Ela se aproximou devagar, na penumbra do quarto. Parou na porta e me olhou.
Seu corpo desenhado contra a luz fraca do corredor.
Vestia uma camisa fina, quase transparente, e um short curto. Estava descalça, o cabelo ainda úmido do banho.
— Posso entrar? — perguntou com a voz baixa.
Assenti com a cabeça.
Ela entrou e fechou a porta atrás de si. Sentou-se na beirada da cama, olhando pro chão.
— Eu precisava falar com você…
Desde aquele dia... não saio mais de mim.
É como se tudo tivesse mudado, mesmo a gente tentando fingir que não.
Fiquei calado. Meu coração já acelerava só com a presença dela tão perto.
Ela continuou:
— Lembra daquele caderno de poemas que sua vó achou?
Depois que ele apareceu, suas tias começaram a comentar...
Fizeram até aposta. Diziam que você era gay.
Diziam que você escrevia com muita emoção, muita sensibilidade…
E que ninguém tão calado, tão introspectivo, podia ser "normal".
Ela sorriu, mas com tristeza.
— Eu... eu não aceitava essa ideia.
E isso despertou algo estranho. Tive a ideia de te fazer gostar de mulher ou ter a prova que você gostava ou não.
Talvez porque eu sentisse que você olhava diferente, mas ao mesmo tempo se escondia.
Foi por isso que comecei a te provocar.
Entrava no banheiro quando você estava lá.
Trocava de roupa na sua frente.
Passava perto demais…
Mas você sempre desviava o olhar, fechava os olhos, ficava quieto.

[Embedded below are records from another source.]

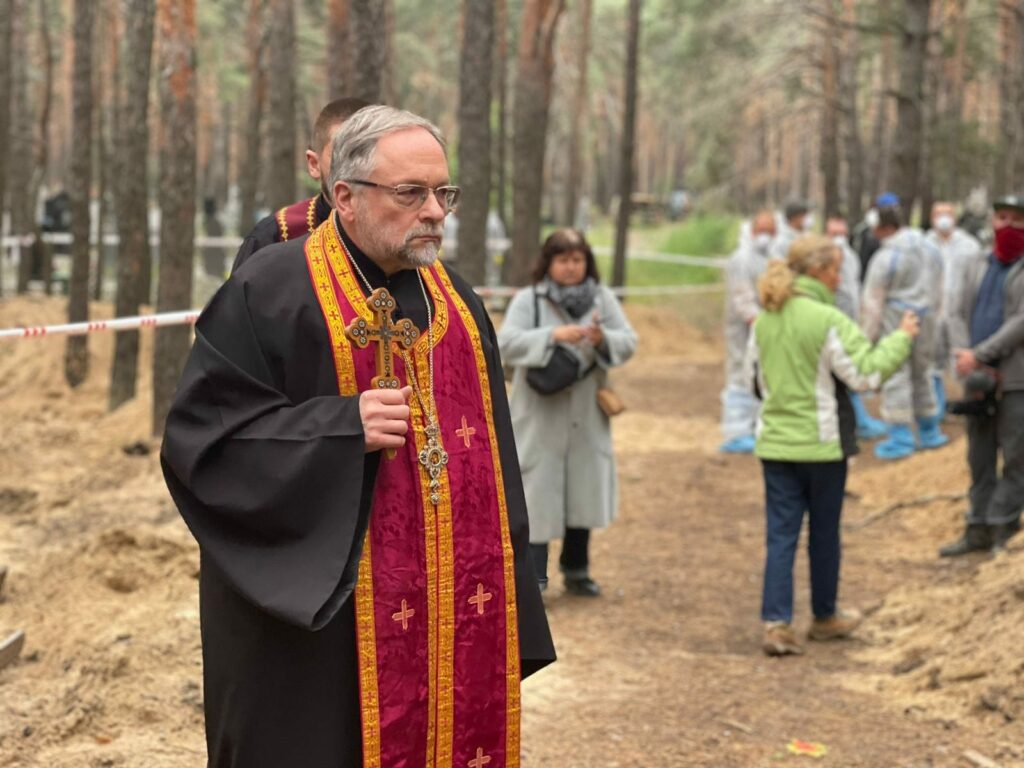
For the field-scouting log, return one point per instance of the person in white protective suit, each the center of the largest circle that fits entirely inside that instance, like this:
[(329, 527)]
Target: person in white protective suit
[(739, 409), (905, 273), (798, 220), (848, 301), (958, 249)]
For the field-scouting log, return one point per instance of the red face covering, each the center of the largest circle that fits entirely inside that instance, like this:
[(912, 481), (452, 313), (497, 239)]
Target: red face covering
[(1009, 244)]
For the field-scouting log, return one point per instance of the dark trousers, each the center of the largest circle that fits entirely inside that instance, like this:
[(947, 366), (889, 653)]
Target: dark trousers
[(791, 489), (996, 500), (576, 554)]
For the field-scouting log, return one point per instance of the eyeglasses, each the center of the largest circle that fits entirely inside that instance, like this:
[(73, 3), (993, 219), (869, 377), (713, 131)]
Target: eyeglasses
[(414, 196)]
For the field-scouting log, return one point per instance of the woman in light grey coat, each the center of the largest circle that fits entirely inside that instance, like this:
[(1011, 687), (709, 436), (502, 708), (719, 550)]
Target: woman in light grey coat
[(564, 438)]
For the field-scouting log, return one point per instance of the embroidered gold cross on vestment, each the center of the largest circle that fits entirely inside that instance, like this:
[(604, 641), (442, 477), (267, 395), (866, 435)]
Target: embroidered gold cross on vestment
[(385, 332), (479, 598), (403, 615)]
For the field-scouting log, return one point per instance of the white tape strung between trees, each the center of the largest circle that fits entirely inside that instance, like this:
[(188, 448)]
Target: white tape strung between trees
[(188, 316)]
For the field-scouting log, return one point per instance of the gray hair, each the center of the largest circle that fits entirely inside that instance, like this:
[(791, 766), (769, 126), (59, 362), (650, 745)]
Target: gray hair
[(354, 146)]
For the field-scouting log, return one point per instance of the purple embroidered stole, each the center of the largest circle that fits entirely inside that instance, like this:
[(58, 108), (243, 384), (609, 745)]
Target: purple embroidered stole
[(435, 598), (297, 219)]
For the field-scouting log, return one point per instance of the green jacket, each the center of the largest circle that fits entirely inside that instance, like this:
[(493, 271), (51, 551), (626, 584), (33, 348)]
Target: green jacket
[(795, 353)]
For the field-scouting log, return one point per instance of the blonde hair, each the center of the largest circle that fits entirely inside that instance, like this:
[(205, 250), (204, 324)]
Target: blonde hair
[(807, 253)]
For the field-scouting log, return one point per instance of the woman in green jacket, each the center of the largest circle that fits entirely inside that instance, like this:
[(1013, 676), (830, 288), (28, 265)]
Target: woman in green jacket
[(804, 354)]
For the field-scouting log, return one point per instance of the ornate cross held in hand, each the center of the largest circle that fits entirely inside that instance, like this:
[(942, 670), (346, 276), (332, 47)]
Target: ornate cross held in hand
[(385, 332)]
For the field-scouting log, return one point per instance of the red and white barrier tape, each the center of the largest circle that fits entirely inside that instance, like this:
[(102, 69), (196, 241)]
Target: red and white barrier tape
[(188, 316)]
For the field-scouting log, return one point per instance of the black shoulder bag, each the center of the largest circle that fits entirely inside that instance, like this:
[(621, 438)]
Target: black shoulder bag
[(562, 370)]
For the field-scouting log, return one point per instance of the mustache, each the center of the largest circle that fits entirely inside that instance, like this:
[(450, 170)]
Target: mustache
[(425, 230)]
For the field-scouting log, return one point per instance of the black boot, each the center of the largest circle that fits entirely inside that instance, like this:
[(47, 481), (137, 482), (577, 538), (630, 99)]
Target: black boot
[(581, 584), (977, 538), (1004, 532)]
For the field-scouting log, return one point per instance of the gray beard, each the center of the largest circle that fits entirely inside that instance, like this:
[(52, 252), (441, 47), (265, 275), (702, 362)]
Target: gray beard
[(416, 257)]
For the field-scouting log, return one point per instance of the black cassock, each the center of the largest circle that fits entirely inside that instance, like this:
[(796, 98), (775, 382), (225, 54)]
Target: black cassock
[(265, 462)]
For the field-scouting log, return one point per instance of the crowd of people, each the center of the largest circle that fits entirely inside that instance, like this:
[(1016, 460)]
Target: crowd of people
[(375, 509), (811, 321)]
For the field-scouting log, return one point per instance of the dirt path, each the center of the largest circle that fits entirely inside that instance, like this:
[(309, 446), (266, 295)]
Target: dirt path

— Era medo — falei, com a voz trêmula.
Ela me olhou, surpresa.
— Medo?
Assenti.
— Medo de demonstrar o que eu sentia.
Medo de você perceber.
Medo de fazer algo errado e te perder.
Eu sempre te desejei, Tia.
Desde os meus 12, 13 anos.
Mas como é que eu ia dizer isso?
Eu era só um moleque, você era a mulher mais linda que eu já tinha visto.
E eu pensava: “Ela me trata bem porque me vê como um sobrinho, como uma criança… Não posso confundir as coisas.”
Então eu escondia. Me calava. Me trancava.
Ela respirou fundo, os olhos marejando. Passou os dedos devagar pelo meu braço.
— E agora?
— Agora... eu não consigo mais esconder.
Quando te toquei pela primeira vez… não foi impulso.
Foi tudo o que eu guardei por anos.
Eu te olhava e desejava.
Mas me sentia errado por isso.
Ela se aproximou. Encostou a testa na minha.
— Eu achava que estava te testando, te provocando…
Mas a verdade é que você mexia comigo desde o início.
Mesmo calado.
Ficamos assim, de olhos fechados, sentindo a respiração um do outro.
— Promete que não vai mudar comigo? — ela sussurrou.
— Prometo.
— E se eu não te procurar?
— Eu espero. Sempre esperei.
Ela sorriu, beijou minha boca com ternura.
Naquela noite, não fizemos amor.
Ela só deitou do meu lado, abraçada em silêncio.
E mesmo sem corpo, só com alma, nos pertencemos como nunca antes.